In many cases, using only English text is reasonable; in some cases,

the English text may be augumented by text in other languages.

5. Locale

The POSIX standard [POSIX] defines a concept called a "locale", which

includes a lot of information about collating order for sorting, date

format, currency format and so on.

In some cases, and especially with text where the user is expected to

do processing on the text, locale information may be usefully

attached to the text; this would identify the sender's opinion about

appropriate rules to follow when processing the document, which the

recipient may choose to agree with or ignore.

This document does not require the communication of locale

information on all text, but encourages its inclusion when

appropriate.

Note that language and character set information will often be

present as parts of a locale tag (such as no_NO.iso-8859-1; the

language is before the underscore and the character set is after the

dot); care must be taken to define precisely which specification of

character set and language applies to any one text item.

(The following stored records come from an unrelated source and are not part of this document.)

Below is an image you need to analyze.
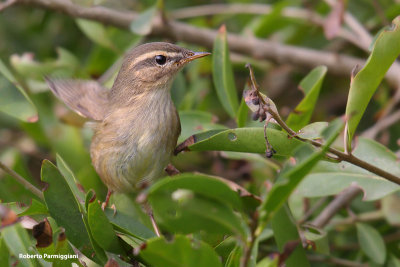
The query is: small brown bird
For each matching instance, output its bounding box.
[46,42,210,202]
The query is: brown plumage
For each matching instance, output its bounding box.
[46,43,209,192]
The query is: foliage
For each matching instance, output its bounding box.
[0,0,400,267]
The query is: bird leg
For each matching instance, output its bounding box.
[164,163,181,176]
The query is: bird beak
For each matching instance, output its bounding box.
[182,52,211,63]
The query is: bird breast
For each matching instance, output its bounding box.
[90,89,180,192]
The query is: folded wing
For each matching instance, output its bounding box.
[46,78,109,121]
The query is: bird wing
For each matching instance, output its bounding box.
[45,78,109,121]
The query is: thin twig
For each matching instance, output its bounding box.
[0,161,43,199]
[307,255,369,267]
[246,64,400,185]
[311,186,362,228]
[269,105,400,185]
[240,213,258,267]
[5,0,398,84]
[299,197,328,224]
[330,210,384,227]
[361,110,400,139]
[0,0,18,12]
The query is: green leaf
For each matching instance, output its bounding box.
[88,198,125,255]
[346,16,400,148]
[212,26,239,118]
[149,173,242,209]
[105,208,155,241]
[10,47,81,80]
[18,198,49,216]
[0,236,10,266]
[387,254,400,267]
[296,137,400,201]
[261,118,344,219]
[189,127,302,157]
[1,223,38,267]
[178,110,226,143]
[304,225,330,255]
[271,204,310,267]
[41,160,106,264]
[56,154,85,203]
[381,193,400,226]
[236,98,249,128]
[139,235,222,267]
[75,19,116,50]
[286,66,328,131]
[148,173,248,239]
[356,223,386,264]
[249,228,274,267]
[225,246,243,267]
[171,71,187,108]
[130,4,158,35]
[105,193,156,241]
[298,121,328,140]
[0,60,38,122]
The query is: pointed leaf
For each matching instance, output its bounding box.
[212,26,239,118]
[139,235,222,267]
[261,118,344,221]
[130,4,157,35]
[346,16,400,147]
[356,223,386,264]
[88,198,125,255]
[1,223,38,267]
[296,138,400,201]
[286,66,328,131]
[41,160,106,263]
[75,19,116,50]
[189,127,302,157]
[0,60,38,122]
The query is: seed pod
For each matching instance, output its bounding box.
[251,97,260,105]
[265,150,274,159]
[260,112,267,122]
[251,111,260,121]
[265,148,276,159]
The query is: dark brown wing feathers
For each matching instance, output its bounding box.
[45,78,109,121]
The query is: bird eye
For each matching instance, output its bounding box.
[156,55,167,65]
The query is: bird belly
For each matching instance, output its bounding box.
[91,102,180,192]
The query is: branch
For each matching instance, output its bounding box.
[330,210,385,227]
[245,64,400,185]
[311,186,362,228]
[362,110,400,139]
[0,0,18,12]
[5,0,398,87]
[0,161,43,200]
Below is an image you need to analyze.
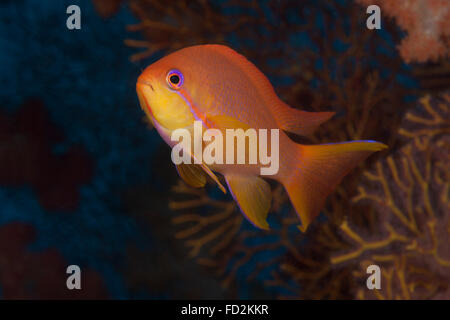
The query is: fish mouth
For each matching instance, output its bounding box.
[136,80,155,126]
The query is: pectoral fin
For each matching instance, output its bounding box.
[225,175,272,230]
[177,163,206,188]
[181,149,227,193]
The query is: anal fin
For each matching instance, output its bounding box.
[225,175,272,230]
[176,163,206,188]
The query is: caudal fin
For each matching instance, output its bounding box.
[282,141,387,231]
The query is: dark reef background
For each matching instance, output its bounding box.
[0,0,450,299]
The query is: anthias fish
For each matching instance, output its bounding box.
[136,45,386,231]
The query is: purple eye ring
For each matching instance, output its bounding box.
[166,69,184,90]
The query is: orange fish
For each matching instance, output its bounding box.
[136,45,387,231]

The default locale is the "POSIX" locale.

6. Documenting internationalization decisions

In documents that deal with internationalization issues at all, a

synopsis of the approaches chosen for internationalization SHOULD be

collected into a section called "Internationalization

considerations", and placed next to the Security Considerations

section.

This provides an easy reference for those who are looking for advice

on these issues when implementing the protocol.

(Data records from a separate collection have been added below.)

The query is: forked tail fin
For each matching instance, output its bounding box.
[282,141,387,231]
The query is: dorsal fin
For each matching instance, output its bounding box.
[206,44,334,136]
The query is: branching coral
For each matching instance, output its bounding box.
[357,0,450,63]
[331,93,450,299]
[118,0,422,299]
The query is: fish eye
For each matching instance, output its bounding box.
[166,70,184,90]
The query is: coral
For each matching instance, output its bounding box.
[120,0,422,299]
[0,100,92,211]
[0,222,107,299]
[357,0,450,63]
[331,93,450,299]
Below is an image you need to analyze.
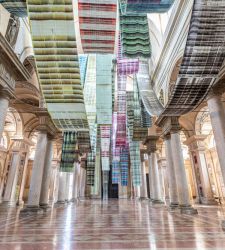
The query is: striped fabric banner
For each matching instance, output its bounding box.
[100,125,111,171]
[60,132,77,172]
[0,0,27,17]
[79,55,88,87]
[78,0,117,54]
[129,141,141,187]
[27,0,89,131]
[119,0,174,14]
[120,146,129,186]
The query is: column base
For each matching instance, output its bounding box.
[0,200,17,208]
[200,197,218,205]
[20,206,43,215]
[169,202,179,211]
[221,220,225,231]
[179,206,198,215]
[40,203,52,212]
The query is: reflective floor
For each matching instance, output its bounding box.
[0,200,225,250]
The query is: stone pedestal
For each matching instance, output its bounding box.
[185,135,217,205]
[24,131,48,211]
[164,136,178,209]
[72,162,80,201]
[171,131,197,214]
[150,152,163,204]
[57,172,66,203]
[40,139,53,207]
[3,151,21,206]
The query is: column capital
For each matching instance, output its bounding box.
[155,116,181,136]
[183,135,207,152]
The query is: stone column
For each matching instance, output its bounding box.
[171,130,197,214]
[207,91,225,192]
[164,136,178,209]
[145,135,163,204]
[3,140,21,206]
[18,152,30,205]
[57,172,67,204]
[72,162,80,202]
[40,138,53,208]
[185,135,217,205]
[140,153,148,199]
[0,93,9,139]
[80,167,86,197]
[150,151,163,204]
[24,131,48,212]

7. Security Considerations

Apart from the fact that security warnings in a foreign language may

cause inappropriate behaviour from the user, and the fact that

multilingual systems usually have problems with consistency between

language variants, no security considerations relevant have been

identified.

8. References

[10646]

ISO/IEC, Information Technology - Universal Multiple-Octet Coded

Character Set (UCS) - Part 1: Architecture and Basic

Multilingual Plane, May 1993, with amendments

[RFC2119]

Bradner, S., "Key words for use in RFCs to Indicate Requirement

Levels", BCP 14, RFC2119, March 1997.

[WR] Weider, C., Preston, C., Simonsen, K., Alvestrand, H,

Atkinson, R., Crispin, M., and P. Svanberg, "The Report of the

IAB Character Set Workshop held 29 February - 1 March, 1996",

RFC2130, April 1997.

[RFC1958]

Carpenter, B., "Architectural Principles of the Internet", RFC

1958, June 1996.

[POSIX]

ISO/IEC 9945-2:1993 Information technology -- Portable Operating

System Interface (POSIX) -- Part 2: Shell and Utilities

[REG]

Freed, N., and J. Postel, "IANA Charset Registration

Procedures", BCP 19, RFC2278, January 1998.

[UTF-8]

Yergeau, F., "UTF-8, a transformation format of ISO 10646", RFC

2279, January 1998.

[BCP9]

Bradner, S., "The Internet Standards Process -- Revision 3," BCP

9, RFC2026, October 1996.

9. Author's Address

Harald Tveit Alvestrand

UNINETT

P.O.Box 6883 Elgeseter

N-7002 TRONDHEIM

NORWAY

Phone: +47 73 59 70 94

EMail: Harald.T.Alvestrand@uninett.no

10. Full Copyright Statement

This document and translations of it may be copied and furnished to

others, and derivative works that comment on or otherwise explain it

or assist in its implementation may be prepared, copied, published

and distributed, in whole or in part, without restriction of any

kind, provided that the above copyright notice and this paragraph are

included on all such copies and derivative works. However, this

document itself may not be modified in any way, such as by removing

the copyright notice or references to the Internet Society or other

Internet organizations, except as needed for the purpose of

developing Internet standards in which case the procedures for

copyrights defined in the Internet Standards process must be

followed, or as required to translate it into languages other than

English.

The limited permissions granted above are perpetual and will not be

revoked by the Internet Society or its successors or assigns.

This document and the information contained herein is provided on an

"AS IS" basis and THE INTERNET SOCIETY AND THE INTERNET ENGINEERING

TASK FORCE DISCLAIMS ALL WARRANTIES, EXPRESS OR IMPLIED, INCLUDING

BUT NOT LIMITED TO ANY WARRANTY THAT THE USE OF THE INFORMATION

HEREIN WILL NOT INFRINGE ANY RIGHTS OR ANY IMPLIED WARRANTIES OF

MERCHANTABILITY OR FITNESS FOR A PARTICULAR PURPOSE.